In 1952 Domina Jalbert advanced governable
gliding parachutes with multi-cells and controls for lateral glide.
In 1954, Walter Neumark predicted (in an
article in Flight magazine) a time when a glider pilot would be “able to launch
himself by running over the edge of a cliff or down a slope... whether on a
rock-climbing holiday in Skye or ski-ing in the Alps”.
In 1961, the French engineer Pierre Lemoigne
produced improved parachute designs which led to the Para-Commander. The ‘PC’,
had cut-outs at the rear and sides that enabled it to be towed into the air and
steered – leading to parasailing/parascending.
Sometimes credited with the greatest
development in parachutes since Leonardo da Vinci, the American Domina Jalbert
invented the Parafoil which had sectioned cells in an aerofoil shape; an open
leading edge and a closed trailing edge, inflated by passage through the air –
the ram-air design. He filed US Patent 3131894 on January 10, 1963.

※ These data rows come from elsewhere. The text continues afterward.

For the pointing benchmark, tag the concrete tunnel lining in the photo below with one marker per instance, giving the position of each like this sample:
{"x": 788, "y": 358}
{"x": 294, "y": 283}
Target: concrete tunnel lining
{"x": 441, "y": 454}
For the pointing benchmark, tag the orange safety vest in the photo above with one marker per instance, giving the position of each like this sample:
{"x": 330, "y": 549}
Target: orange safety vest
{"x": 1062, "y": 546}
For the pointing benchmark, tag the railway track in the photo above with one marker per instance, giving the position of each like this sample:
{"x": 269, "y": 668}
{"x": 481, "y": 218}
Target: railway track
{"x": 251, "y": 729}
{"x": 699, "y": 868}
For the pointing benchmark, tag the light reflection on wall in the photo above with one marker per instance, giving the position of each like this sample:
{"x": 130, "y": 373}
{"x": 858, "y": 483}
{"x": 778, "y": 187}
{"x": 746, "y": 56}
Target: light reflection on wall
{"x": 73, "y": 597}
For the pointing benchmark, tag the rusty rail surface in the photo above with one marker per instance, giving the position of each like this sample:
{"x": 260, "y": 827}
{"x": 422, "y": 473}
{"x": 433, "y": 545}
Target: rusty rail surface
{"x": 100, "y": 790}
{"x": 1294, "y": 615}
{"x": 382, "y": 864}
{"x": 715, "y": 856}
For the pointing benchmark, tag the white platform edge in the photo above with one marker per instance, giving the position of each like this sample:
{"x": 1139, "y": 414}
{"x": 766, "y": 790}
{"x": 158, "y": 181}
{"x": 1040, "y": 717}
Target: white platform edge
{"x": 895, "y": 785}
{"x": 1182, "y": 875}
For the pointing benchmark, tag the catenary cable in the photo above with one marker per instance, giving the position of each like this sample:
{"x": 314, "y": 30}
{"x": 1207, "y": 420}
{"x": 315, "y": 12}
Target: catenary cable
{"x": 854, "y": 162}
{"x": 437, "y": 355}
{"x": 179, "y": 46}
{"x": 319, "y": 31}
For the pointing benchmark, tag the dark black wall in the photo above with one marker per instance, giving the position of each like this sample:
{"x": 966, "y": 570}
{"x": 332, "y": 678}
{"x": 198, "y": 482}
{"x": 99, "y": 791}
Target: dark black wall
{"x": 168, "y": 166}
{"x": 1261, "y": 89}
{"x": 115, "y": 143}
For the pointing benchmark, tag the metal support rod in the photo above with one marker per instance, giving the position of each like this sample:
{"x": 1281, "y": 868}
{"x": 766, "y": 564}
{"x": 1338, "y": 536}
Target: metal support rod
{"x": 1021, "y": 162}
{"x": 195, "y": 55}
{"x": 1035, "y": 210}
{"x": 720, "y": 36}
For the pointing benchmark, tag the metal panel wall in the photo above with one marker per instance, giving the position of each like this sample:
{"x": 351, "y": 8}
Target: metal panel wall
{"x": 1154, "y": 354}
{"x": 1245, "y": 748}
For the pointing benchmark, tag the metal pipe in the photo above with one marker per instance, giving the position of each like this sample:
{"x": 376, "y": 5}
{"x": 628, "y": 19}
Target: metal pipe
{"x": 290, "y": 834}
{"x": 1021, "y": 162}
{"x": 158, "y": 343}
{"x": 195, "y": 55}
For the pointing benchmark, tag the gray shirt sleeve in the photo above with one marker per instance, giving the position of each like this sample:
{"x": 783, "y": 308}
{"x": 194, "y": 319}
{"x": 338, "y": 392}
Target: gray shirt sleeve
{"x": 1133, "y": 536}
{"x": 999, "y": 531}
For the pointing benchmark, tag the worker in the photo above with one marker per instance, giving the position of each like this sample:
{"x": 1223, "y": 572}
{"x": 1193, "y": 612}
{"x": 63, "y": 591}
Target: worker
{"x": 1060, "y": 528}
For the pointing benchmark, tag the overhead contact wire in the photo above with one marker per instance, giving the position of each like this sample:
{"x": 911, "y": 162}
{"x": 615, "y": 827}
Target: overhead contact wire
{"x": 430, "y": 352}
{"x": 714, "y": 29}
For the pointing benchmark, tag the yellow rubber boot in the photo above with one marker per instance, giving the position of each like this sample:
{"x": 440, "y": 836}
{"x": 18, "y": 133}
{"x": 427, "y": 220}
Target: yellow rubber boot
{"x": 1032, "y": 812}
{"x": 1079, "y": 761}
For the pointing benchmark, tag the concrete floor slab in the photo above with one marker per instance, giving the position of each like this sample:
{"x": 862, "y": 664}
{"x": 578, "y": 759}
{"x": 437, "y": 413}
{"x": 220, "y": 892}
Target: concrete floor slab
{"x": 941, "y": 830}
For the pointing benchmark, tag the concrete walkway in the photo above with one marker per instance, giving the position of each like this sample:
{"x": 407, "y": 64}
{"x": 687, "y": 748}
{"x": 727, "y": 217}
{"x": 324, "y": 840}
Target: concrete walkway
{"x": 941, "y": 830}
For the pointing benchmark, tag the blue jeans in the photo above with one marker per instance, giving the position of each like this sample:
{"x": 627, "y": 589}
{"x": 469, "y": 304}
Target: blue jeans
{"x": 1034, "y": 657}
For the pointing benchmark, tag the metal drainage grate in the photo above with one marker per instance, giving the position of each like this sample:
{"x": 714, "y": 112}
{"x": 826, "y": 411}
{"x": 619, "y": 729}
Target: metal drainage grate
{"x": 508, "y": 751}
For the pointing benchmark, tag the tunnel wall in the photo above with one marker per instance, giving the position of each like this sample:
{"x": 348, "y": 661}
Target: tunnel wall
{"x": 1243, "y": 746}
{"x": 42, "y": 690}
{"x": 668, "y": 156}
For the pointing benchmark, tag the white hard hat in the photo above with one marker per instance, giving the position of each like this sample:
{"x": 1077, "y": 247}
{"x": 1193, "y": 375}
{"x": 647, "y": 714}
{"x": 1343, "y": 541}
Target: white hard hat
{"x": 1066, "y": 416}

Meanwhile, David Barish was developing the
Sail Wing (single-surface wing) for recovery of NASA space capsules – “slope
soaring was a way of testing out... the Sail Wing”. After tests on Hunter
Mountain, New York in September 1965, he went on to promote ‘slope soaring’ as
a summer activity for ski resorts (apparently without great success). NASA
originated the term ‘paraglider’ in the early 1960s, and ‘paragliding’ was
first used in the early 1970s to describe foot-launching of gliding parachutes.